Typical Income-Producing Stocks for Investors

Although virtually every industry has stocks that pay dividends to investors, some industries have more dividend-paying stocks than others. Utilities and royalty trusts are among the best generators of dividends.

Utility stocks for income generation

Utilities generate a large cash flow. Cash flow includes money from income (sales of products and/or services) and other items (such as the selling of assets, for example). This cash flow is needed to cover expenses, loan payments, and dividends. Utilities are considered the most common type of income stocks, and many investors have at least one utility company in their portfolio.

Investing in your own local utility isn’t a bad idea — at least it makes paying the utility bill less painful.

Before you invest in a public utility, consider the following:

  • The utility company’s financial condition: Is the company making money, and are its sales and earnings growing from year to year? Make sure the utility’s bonds are rated A or higher.

  • The company’s dividend payout ratio: Because utilities tend to have a good cash flow, don’t be too concerned if the ratio reaches 70 percent. From a safety point of view, however, the lower the rate, the better.

  • The company’s geographic location: If the utility covers an area that’s doing well and offers an increasing population base and business expansion that bodes well for your stock. A good resource for researching population and business data is the U.S. Census Bureau.

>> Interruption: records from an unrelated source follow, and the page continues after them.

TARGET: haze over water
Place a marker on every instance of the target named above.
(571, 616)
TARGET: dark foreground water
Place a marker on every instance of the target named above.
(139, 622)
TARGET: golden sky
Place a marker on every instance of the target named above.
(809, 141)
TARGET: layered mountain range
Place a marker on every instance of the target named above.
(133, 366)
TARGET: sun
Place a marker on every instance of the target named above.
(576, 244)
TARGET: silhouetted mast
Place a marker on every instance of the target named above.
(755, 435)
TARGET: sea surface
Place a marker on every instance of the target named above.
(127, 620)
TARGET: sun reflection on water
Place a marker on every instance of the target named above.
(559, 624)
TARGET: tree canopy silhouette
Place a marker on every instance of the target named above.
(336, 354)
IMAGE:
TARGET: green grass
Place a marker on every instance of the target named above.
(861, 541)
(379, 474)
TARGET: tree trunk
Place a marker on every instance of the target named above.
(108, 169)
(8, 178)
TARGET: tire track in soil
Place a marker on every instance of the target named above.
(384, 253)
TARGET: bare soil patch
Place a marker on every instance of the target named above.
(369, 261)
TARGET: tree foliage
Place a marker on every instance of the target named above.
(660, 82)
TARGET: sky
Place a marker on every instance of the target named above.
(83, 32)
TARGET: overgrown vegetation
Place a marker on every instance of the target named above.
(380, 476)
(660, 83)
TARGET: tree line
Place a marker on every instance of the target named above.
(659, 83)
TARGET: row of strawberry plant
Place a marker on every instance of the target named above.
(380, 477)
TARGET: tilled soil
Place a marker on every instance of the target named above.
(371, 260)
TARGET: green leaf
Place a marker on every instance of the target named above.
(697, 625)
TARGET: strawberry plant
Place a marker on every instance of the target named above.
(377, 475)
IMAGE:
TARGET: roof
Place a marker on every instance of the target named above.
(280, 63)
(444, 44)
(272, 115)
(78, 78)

Royalty trusts as income-generating stocks

In recent years, the oil and gas sector has generated much interest as people and businesses experience much higher energy prices. Due to a variety of bullish factors, such as increased international demand from China and other emerging industrialized nations, oil and gas prices have zoomed to record highs. Some income investors have capitalized on this price increase by investing in energy stocks called royalty trusts.

Royalty trusts are companies that hold assets such as oil-rich and/or natural gas–rich land and generate high fees from companies that seek access to these properties for exploration. The fees paid to the royalty trusts are then disbursed as high dividends to their shareholders.

During early 2012, royalty trusts sported yields in the 7 to 12 percent range, which is very enticing given how low the yields have been in this decade for other investments like bank accounts and bonds. See Appendix A for resources on royalty trusts and other income investments.

Although energy has been a hot field in recent years and royalty trusts have done well, keep in mind that their payout ratios are very high (often in the 90 to 100 percent range), so dividends will suffer should their cash flow shrink.